A living room should do several things at once: be comfortable enough to unwind in, attractive enough to entertain guests, and personal enough to feel genuinely yours. Achieving all three requires making smart decisions across several categories of furnishings, and knowing which purchases will have the biggest impact on your space.
This guide covers every major decision you'll face when furnishing or refurnishing a living room, with recommendations on what to prioritize and what to look for.
Start with a Floor Plan
Before buying anything, measure your room and sketch a rough floor plan. Note the location of doors, windows, outlets, and any architectural features. Knowing your exact dimensions prevents the single most common and costly mistake in living room decorating: buying a sofa that's too large for the space.
As a general rule, your sofa should occupy no more than two-thirds of the wall it sits against, and you should have at least 18 inches of clearance between the sofa and the coffee table.
The Sofa: Your Biggest Investment
The sofa sets the tone for the entire room and typically represents your largest single purchase. Because you'll live with it daily, prioritize quality and comfort over price. Key things to evaluate:
- Frame construction: Solid hardwood (kiln-dried oak, maple, or ash) is the most durable. Avoid frames built entirely from particleboard or staple-joined corners.
- Cushion fill: High-density foam (1.8 lb density or higher) holds its shape. Down-wrapped foam offers both support and softness. Pure down looks beautiful but requires regular fluffing.
- Fabric: Performance fabrics (like Crypton or solution-dyed acrylics) resist staining and fading. Velvet and linen look luxurious but mark more easily.
- Size: A 3-seat sofa (84–90 inches) works in most living rooms. For larger rooms, consider a sectional. For small spaces, a 2-seat loveseat or a modular sofa gives you flexibility.
Accent Chairs: Function and Personality
One or two accent chairs can transform a living room from a mono-purpose TV room into a proper sitting room. Chairs also give you the opportunity to introduce a contrasting color, pattern, or texture that breaks up what might otherwise be a monotonous palette.

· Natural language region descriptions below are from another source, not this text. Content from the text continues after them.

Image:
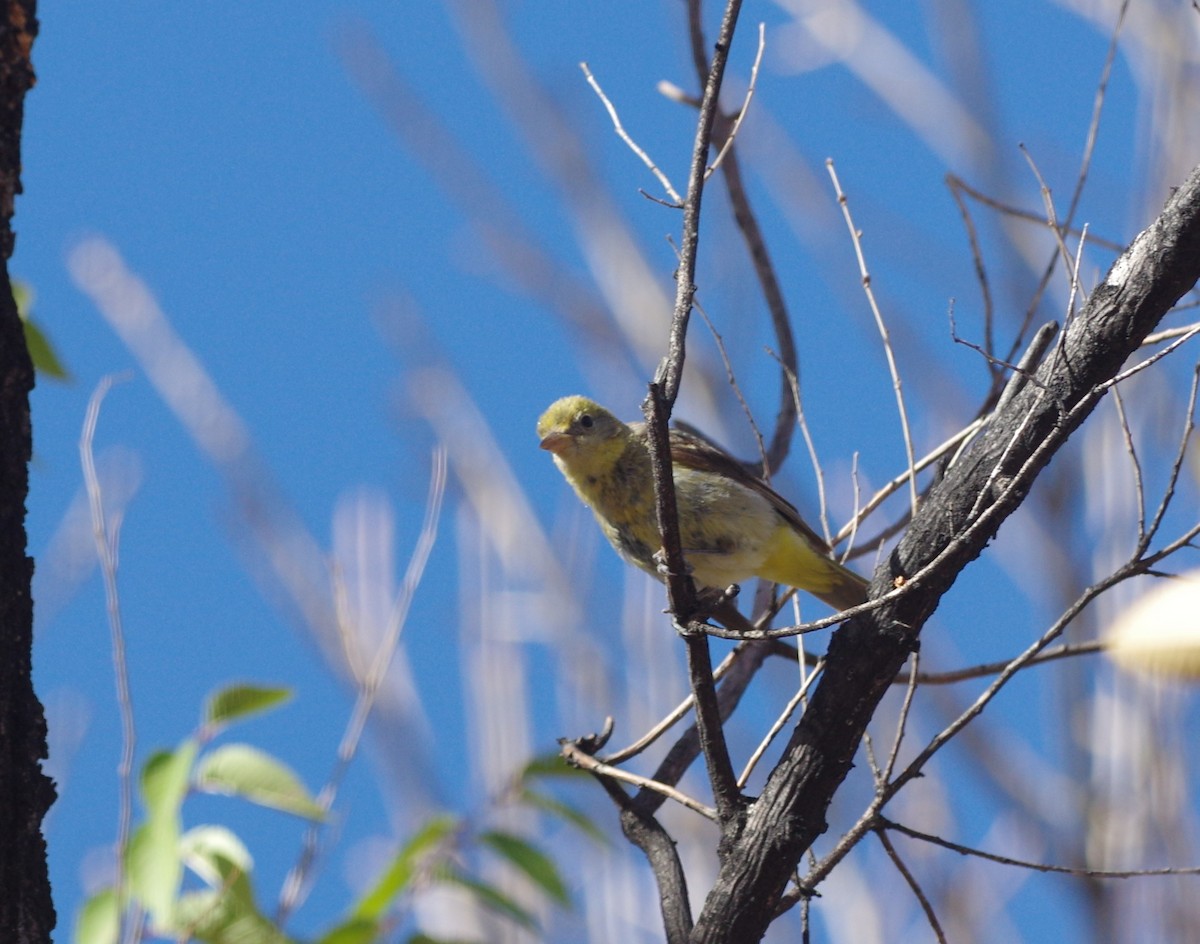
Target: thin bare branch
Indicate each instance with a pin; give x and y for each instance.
(923, 900)
(677, 200)
(106, 535)
(745, 104)
(784, 716)
(585, 761)
(293, 893)
(883, 823)
(897, 386)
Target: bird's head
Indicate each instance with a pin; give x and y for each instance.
(582, 434)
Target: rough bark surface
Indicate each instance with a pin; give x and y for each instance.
(27, 913)
(953, 525)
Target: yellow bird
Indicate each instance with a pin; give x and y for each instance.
(732, 524)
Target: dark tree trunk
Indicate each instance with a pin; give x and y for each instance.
(27, 913)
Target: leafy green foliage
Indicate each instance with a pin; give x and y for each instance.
(241, 770)
(531, 860)
(41, 350)
(198, 884)
(238, 702)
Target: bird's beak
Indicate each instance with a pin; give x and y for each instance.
(557, 443)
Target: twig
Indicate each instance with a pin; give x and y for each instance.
(991, 668)
(958, 184)
(883, 823)
(1135, 464)
(292, 894)
(1177, 466)
(901, 722)
(107, 551)
(624, 136)
(789, 710)
(856, 238)
(881, 833)
(745, 103)
(585, 761)
(670, 720)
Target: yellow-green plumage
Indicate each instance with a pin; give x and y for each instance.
(732, 525)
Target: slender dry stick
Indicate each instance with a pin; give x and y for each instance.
(897, 386)
(586, 762)
(107, 551)
(993, 668)
(745, 104)
(293, 893)
(624, 136)
(883, 823)
(1171, 332)
(989, 306)
(670, 720)
(814, 460)
(789, 710)
(958, 184)
(1085, 163)
(912, 884)
(1180, 457)
(905, 708)
(1134, 463)
(733, 382)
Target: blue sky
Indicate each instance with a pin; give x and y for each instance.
(313, 262)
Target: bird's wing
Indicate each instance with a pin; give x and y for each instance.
(694, 452)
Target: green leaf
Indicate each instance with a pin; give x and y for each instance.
(214, 853)
(353, 931)
(155, 869)
(227, 912)
(531, 860)
(241, 770)
(565, 812)
(41, 352)
(99, 920)
(165, 777)
(153, 857)
(400, 872)
(493, 899)
(243, 701)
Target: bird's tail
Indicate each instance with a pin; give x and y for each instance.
(845, 590)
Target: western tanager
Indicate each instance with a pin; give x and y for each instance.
(732, 524)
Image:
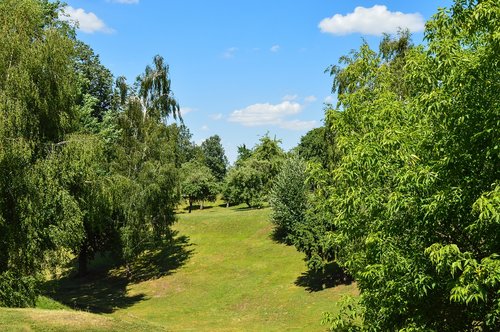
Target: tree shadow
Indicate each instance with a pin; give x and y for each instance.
(279, 235)
(196, 207)
(331, 276)
(104, 290)
(163, 261)
(97, 292)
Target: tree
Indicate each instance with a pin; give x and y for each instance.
(246, 182)
(215, 158)
(198, 184)
(415, 195)
(38, 216)
(251, 179)
(97, 80)
(288, 198)
(318, 145)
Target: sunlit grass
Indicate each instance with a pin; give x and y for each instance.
(223, 273)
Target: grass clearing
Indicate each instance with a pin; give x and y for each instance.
(225, 273)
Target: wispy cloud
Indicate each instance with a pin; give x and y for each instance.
(310, 99)
(264, 114)
(217, 116)
(126, 2)
(186, 110)
(298, 125)
(87, 22)
(328, 99)
(289, 97)
(371, 21)
(229, 53)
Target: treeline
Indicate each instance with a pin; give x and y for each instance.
(402, 183)
(90, 164)
(87, 164)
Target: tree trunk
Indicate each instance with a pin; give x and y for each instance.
(83, 260)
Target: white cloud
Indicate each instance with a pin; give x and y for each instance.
(271, 114)
(371, 21)
(289, 97)
(264, 114)
(88, 22)
(126, 2)
(229, 53)
(310, 99)
(217, 116)
(186, 110)
(298, 125)
(329, 99)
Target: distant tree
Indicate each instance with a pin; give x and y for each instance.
(246, 182)
(215, 157)
(198, 184)
(186, 148)
(288, 198)
(243, 154)
(96, 80)
(318, 145)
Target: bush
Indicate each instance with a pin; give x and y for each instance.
(288, 198)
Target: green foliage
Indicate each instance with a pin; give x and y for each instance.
(251, 179)
(318, 146)
(17, 290)
(414, 196)
(288, 197)
(245, 183)
(38, 87)
(215, 157)
(198, 184)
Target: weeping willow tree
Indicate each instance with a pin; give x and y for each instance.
(38, 215)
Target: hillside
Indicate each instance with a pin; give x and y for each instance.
(225, 273)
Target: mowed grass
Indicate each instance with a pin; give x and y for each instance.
(237, 279)
(65, 320)
(224, 273)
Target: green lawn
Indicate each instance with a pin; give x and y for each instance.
(224, 273)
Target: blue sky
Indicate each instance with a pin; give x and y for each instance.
(241, 68)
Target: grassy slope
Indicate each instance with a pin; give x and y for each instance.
(237, 279)
(65, 320)
(234, 278)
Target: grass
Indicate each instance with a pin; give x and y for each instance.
(223, 273)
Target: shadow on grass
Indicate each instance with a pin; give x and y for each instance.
(331, 276)
(279, 235)
(105, 290)
(196, 207)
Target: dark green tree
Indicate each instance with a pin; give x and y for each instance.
(215, 157)
(415, 195)
(198, 184)
(289, 198)
(38, 216)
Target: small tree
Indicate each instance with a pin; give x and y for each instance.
(288, 197)
(215, 157)
(246, 183)
(198, 184)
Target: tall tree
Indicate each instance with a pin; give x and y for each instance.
(38, 86)
(415, 195)
(215, 157)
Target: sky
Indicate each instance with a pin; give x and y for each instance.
(242, 69)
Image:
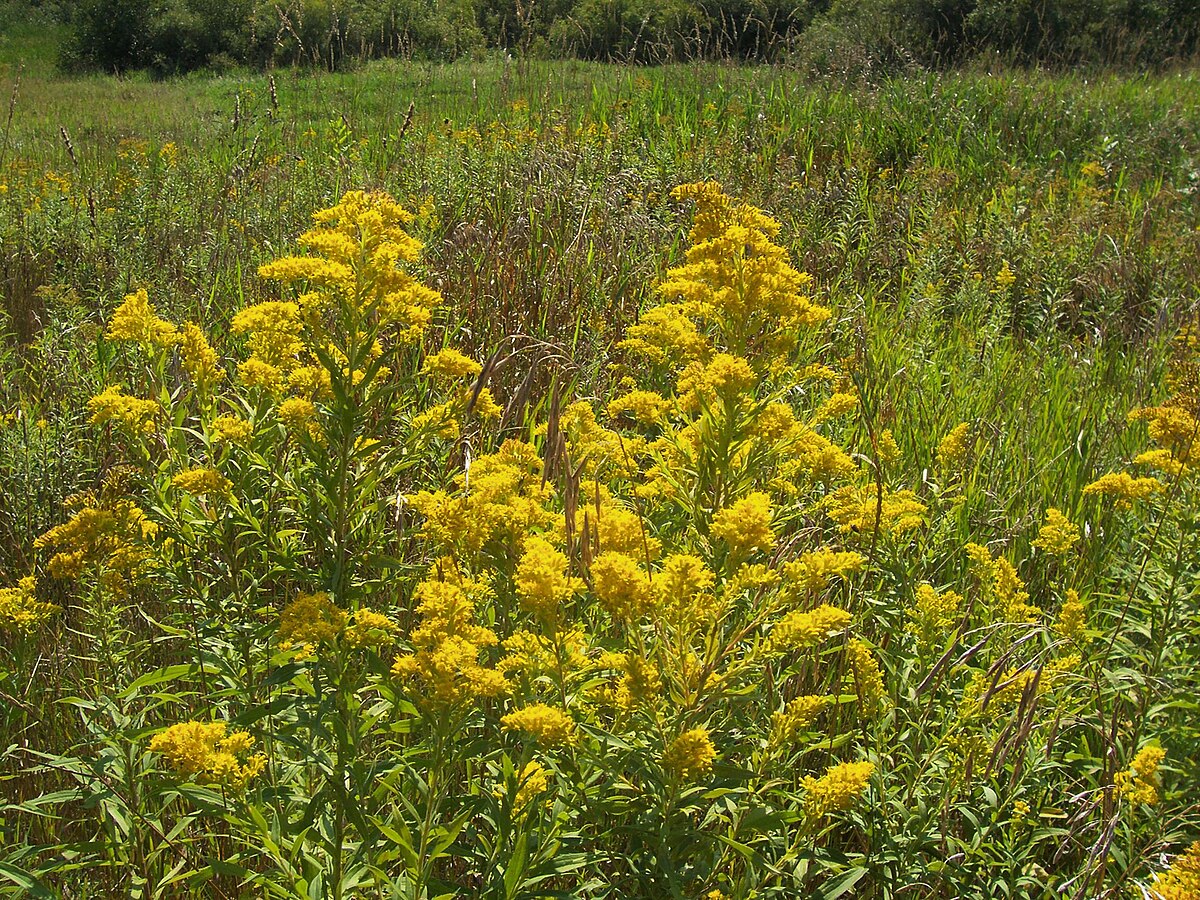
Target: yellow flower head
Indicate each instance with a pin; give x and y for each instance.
(367, 628)
(202, 483)
(803, 630)
(1123, 487)
(309, 621)
(549, 726)
(1057, 535)
(838, 789)
(745, 525)
(136, 321)
(690, 755)
(543, 581)
(1139, 784)
(21, 610)
(207, 751)
(131, 414)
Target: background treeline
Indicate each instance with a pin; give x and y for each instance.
(173, 36)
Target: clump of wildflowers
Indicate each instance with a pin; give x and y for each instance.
(1057, 535)
(690, 755)
(1181, 881)
(207, 751)
(549, 726)
(131, 414)
(1123, 489)
(1140, 783)
(745, 525)
(838, 789)
(19, 607)
(136, 321)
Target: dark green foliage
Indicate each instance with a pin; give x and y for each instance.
(852, 35)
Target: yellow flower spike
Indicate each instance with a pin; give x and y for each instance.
(136, 321)
(1181, 881)
(204, 750)
(21, 610)
(1123, 489)
(1057, 535)
(745, 525)
(803, 630)
(131, 414)
(690, 755)
(622, 586)
(1140, 783)
(838, 789)
(543, 582)
(231, 430)
(549, 726)
(310, 621)
(1072, 618)
(796, 718)
(199, 360)
(954, 448)
(366, 628)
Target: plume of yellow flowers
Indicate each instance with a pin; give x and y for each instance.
(1140, 783)
(444, 666)
(690, 755)
(545, 724)
(838, 789)
(1181, 881)
(19, 607)
(207, 751)
(1057, 535)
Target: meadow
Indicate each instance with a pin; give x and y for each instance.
(693, 481)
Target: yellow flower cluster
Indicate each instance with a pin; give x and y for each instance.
(1072, 618)
(1123, 487)
(310, 621)
(444, 665)
(1181, 881)
(543, 582)
(954, 448)
(202, 483)
(643, 407)
(502, 497)
(231, 430)
(108, 533)
(199, 360)
(796, 718)
(367, 628)
(867, 676)
(547, 725)
(811, 571)
(361, 247)
(803, 630)
(862, 509)
(207, 751)
(735, 275)
(838, 789)
(933, 615)
(622, 586)
(690, 755)
(136, 321)
(135, 415)
(745, 525)
(1009, 599)
(19, 607)
(1139, 784)
(1057, 535)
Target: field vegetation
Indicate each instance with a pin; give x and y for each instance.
(528, 479)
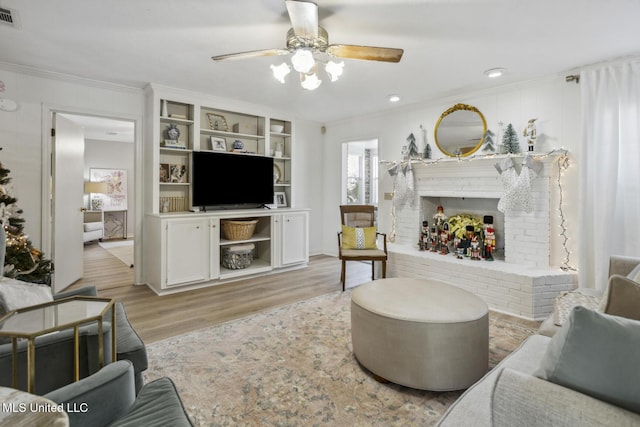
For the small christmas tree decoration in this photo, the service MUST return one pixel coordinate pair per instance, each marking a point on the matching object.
(510, 140)
(531, 132)
(426, 154)
(413, 148)
(22, 261)
(488, 144)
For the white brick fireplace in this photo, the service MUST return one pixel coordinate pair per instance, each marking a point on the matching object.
(526, 277)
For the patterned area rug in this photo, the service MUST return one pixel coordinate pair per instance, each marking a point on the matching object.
(293, 366)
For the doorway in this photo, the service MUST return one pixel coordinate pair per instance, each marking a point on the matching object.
(360, 172)
(108, 145)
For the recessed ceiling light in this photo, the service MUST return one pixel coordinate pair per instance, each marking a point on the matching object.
(494, 72)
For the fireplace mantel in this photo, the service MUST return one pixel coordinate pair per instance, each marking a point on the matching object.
(529, 278)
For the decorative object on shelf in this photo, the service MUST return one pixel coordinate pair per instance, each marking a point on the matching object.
(277, 174)
(280, 199)
(175, 204)
(173, 133)
(164, 205)
(218, 144)
(177, 173)
(531, 133)
(423, 238)
(412, 147)
(426, 153)
(217, 122)
(238, 229)
(510, 140)
(460, 130)
(489, 237)
(164, 172)
(238, 146)
(488, 141)
(274, 128)
(279, 150)
(163, 108)
(238, 257)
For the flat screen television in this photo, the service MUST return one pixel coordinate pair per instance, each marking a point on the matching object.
(225, 180)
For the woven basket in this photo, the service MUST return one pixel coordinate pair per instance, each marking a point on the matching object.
(238, 230)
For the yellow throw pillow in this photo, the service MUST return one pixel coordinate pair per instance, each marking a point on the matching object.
(358, 237)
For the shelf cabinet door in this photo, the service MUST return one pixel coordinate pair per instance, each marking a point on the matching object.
(188, 251)
(294, 235)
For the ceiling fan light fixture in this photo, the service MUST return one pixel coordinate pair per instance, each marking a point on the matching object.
(334, 69)
(310, 81)
(280, 71)
(303, 60)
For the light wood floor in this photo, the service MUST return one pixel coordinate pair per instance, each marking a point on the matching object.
(158, 317)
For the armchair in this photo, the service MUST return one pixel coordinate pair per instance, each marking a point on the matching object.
(358, 239)
(54, 352)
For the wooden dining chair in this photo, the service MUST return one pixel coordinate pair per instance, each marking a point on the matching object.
(358, 239)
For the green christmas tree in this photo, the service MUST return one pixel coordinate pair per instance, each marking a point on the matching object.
(510, 140)
(22, 260)
(488, 144)
(413, 148)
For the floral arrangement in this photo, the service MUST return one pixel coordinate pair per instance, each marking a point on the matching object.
(458, 224)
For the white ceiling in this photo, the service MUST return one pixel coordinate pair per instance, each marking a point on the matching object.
(448, 44)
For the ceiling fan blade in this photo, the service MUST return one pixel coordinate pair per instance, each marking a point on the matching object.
(367, 53)
(251, 54)
(304, 18)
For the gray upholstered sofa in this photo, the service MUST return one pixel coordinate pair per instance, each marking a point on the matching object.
(106, 398)
(567, 379)
(54, 352)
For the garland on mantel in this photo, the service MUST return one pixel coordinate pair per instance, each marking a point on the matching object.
(563, 164)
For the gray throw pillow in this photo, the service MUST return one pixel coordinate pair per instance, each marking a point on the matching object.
(596, 354)
(635, 274)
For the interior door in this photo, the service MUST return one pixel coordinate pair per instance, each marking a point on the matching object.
(68, 187)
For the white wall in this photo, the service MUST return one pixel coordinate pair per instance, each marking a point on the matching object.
(555, 103)
(113, 155)
(23, 133)
(24, 139)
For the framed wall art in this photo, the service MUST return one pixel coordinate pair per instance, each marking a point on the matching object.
(280, 199)
(116, 196)
(218, 144)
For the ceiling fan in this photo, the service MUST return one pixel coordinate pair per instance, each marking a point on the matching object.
(309, 44)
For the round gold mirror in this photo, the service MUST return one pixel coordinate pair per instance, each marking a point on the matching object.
(460, 130)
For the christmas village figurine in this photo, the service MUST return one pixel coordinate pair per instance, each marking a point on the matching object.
(439, 218)
(474, 248)
(444, 239)
(531, 133)
(433, 239)
(489, 238)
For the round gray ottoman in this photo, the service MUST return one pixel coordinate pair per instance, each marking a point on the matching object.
(422, 334)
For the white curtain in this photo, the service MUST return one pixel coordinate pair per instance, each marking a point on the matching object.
(609, 220)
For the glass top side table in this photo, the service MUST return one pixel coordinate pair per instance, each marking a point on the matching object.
(73, 312)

Position accent chairs so they face or angle toward the sofa rather than the TV. This creates a conversation-friendly arrangement. Look for chairs with sturdy legs, a seat depth of at least 20 inches, and a back height that works with the room's proportions.
Coffee Tables and Side Tables
Coffee tables should be roughly two-thirds the length of your sofa and sit within comfortable reach, around 16–18 inches from the sofa edge. The height should be close to the height of your sofa's seat cushion.
Material choices carry aesthetic weight:
- Wood: warm, traditional, durable
- Glass: visually light, good for small rooms, shows fingerprints
- Marble/stone: luxurious, heavy, cold in feel, requires coasters
- Metal: industrial and modern, very durable
- Rattan/cane: relaxed, natural, lightweight
Side tables should be roughly the same height as your sofa armrests. They serve a practical purpose (lamp, drink, remote) but can also be a design moment in miniature.
Lighting: The Most Overlooked Category
Most living rooms are dramatically under-lit. A single overhead fixture is insufficient for both function and ambience. A well-lit living room requires:
- Ambient light: a ceiling fixture, recessed lighting, or a large pendant for overall illumination
- Task light: a table lamp or floor lamp positioned for reading
- Accent light: a smaller decorative lamp, LED strips, or candles to create warmth and depth
Use warm-white bulbs (2700–3000K) in living spaces. Cooler bulbs (4000K and above) are better suited to kitchens and bathrooms.
Rugs: Anchoring the Space
An area rug defines the seating arrangement and gives the room a sense of cohesion. The most common mistake is choosing a rug that's too small. As a basic rule: all the legs of your main furniture should either all be ON the rug, or all be OFF the rug. A rug with only the front legs of a sofa sitting on it looks awkward and makes the room feel disconnected.
For most living rooms, start with an 8×10 foot rug. In larger rooms, a 9×12 may be necessary.
Accessories and Finishing Touches
Accessories are where your personality truly enters the room. Think in terms of layers and groupings:
- Throw pillows and blankets: the quickest way to change the color palette of a room seasonally
- Art and mirrors: hang art at eye level (57–60 inches to the center of the piece)
- Plants: real or high-quality faux, plants bring life and organic texture to any room
- Books and objects: group decorative objects in odd numbers (3 or 5), varying height
- Candles and diffusers: scent is an underutilized dimension of home atmosphere
Shopping Priority Order
If budget is a constraint, invest in roughly this order:
- Sofa (use it every day, should last 10+ years)
- Rug (anchors the room, difficult to change once furniture is in place)
- Floor or table lamp (immediate atmosphere upgrade)
- Coffee table
- Accent chair
- Side tables and accessories last
Buy the best quality you can afford on the first three items. On accessories, budget less, these are the elements you'll likely refresh over the years anyway.